System Design: Real-Time Chat Application #

In this article, we will discuss how to design software architecture for a real-time chat application with robust features. To gain an overview of where we’re heading, I’ll start by presenting the final architecture diagram below.

Now, let’s discuss how the above architectural diagram was built, starting from minimal architecture.

Level 1 #

First, let’s try to develop a very basic mechanism where users can put messages into the system and get them from there.

Assume our application has two types of users,

Mobile App Users
Desktop App Users

As presented in the above diagram, first, a user can publish a message (1) into the system, and the application will process it and store it in the database (2). Meanwhile, another user can long poll and see whether he/she received any new messages (3). If there are new messages, the long poll request will be handed over the new message, so the user can view that in the application.

Level 2 #

However, there are a few issues with this approach. This will work as long as we have only a small number of users, which means this solution cannot be scaled. As the next step, let’s try to scale this solution.

Here, we have introduced microservice architecture to robustly handle a large number of users.

In this microservice architecture, Business logic is divided into separate services, such as authentication is handled by the Auth Service, user data is managed by the User Service, files/images and other media-related activities are handled by the Media Service, and chat message data is handled by the Chat Service.

And each service group owns its own data structure and databases based on the nature of the data. For example, authentication and user-related data can be easily handled using SQL databases. However, media-related data should be stored in an object storage like AWS S3. Since chat messages are mostly unstructured (can have links, images, videos, texts, mentions), we are using a NoSQL database to store them.

Since we have multiple services for a given service group (For example, 3 User Services handling requests in the User Services Group), we have attached a Network Load Balancer in front of each service group.

All these services are exposed via a single API GW; users do not need to worry about what happens behind the scenes. Since API Gateway is a robust component that handles,

Rate limiting & throttling
Cache
Logging and Monitoring
HTTPS/TLS Termination
Request Validation

And so on.

In addition to the above, we can route requests to specific Service Groups’ NLB using path prefixes such as

/auth/* => Auth Services Group
/user/* => User Services Group
/media/* => Media Services Group
/chat/* => Chat Services Group

Level 3 #

However, we are missing some Cost Optimizations and Best Practices Here. Now let’s try to fix them.
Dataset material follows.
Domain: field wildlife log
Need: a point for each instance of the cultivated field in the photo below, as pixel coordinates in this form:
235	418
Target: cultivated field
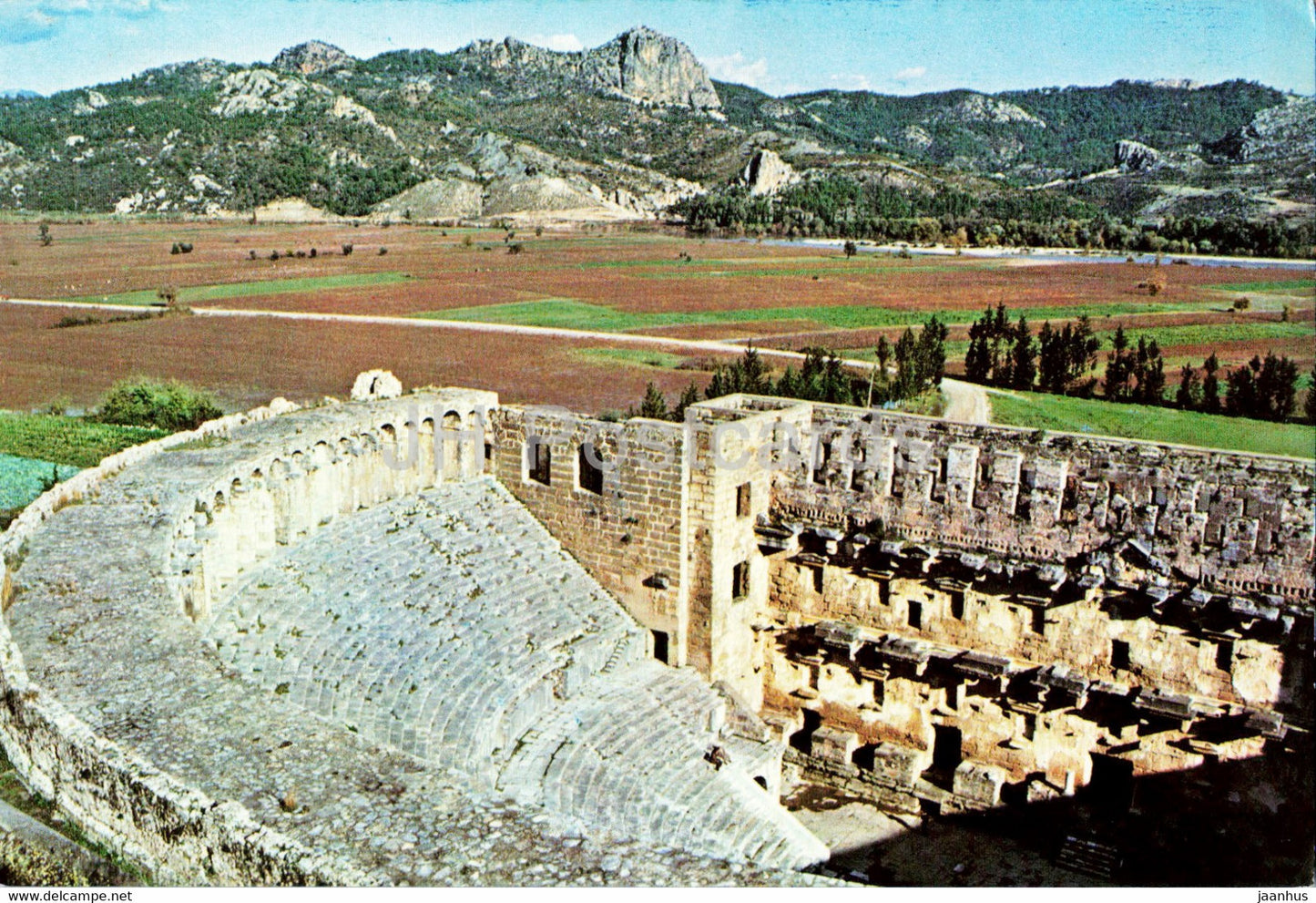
657	284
Let’s try to implement some.

Using separate NLBs for each service group is costly and not recommended and is costly with many NLBs. Instead, we can use ALB along with an Ingress Controller to then handle the load balancing and path-based routing. The traffic will flow like,

User => API GW => ALB + Ingress (path-based route) => Service (load balance between pods) => Pods

In a chat application, users are mostly engaged with current situations. Due to this, there is a low probability that a user will revisit a photo/video shared a few years ago. This means we can introduce a lifecycle policy to move less frequently used media files to low-cost storage like S3 Glacier, which reduces cost significantly.
Also, it is costly to develop our own authentication mechanism and requires following a large set of security & privacy rules and regulations to comply with standard authentication mechanisms. In this case, we can use some federated authentication to handle the user authentication process.
Also, we can get rid of the auth service and reduce internal calls to validate the tokens if we do the authentication at the API Gateway Level.

Level 4 #

Now let’s focus on a few more improvements.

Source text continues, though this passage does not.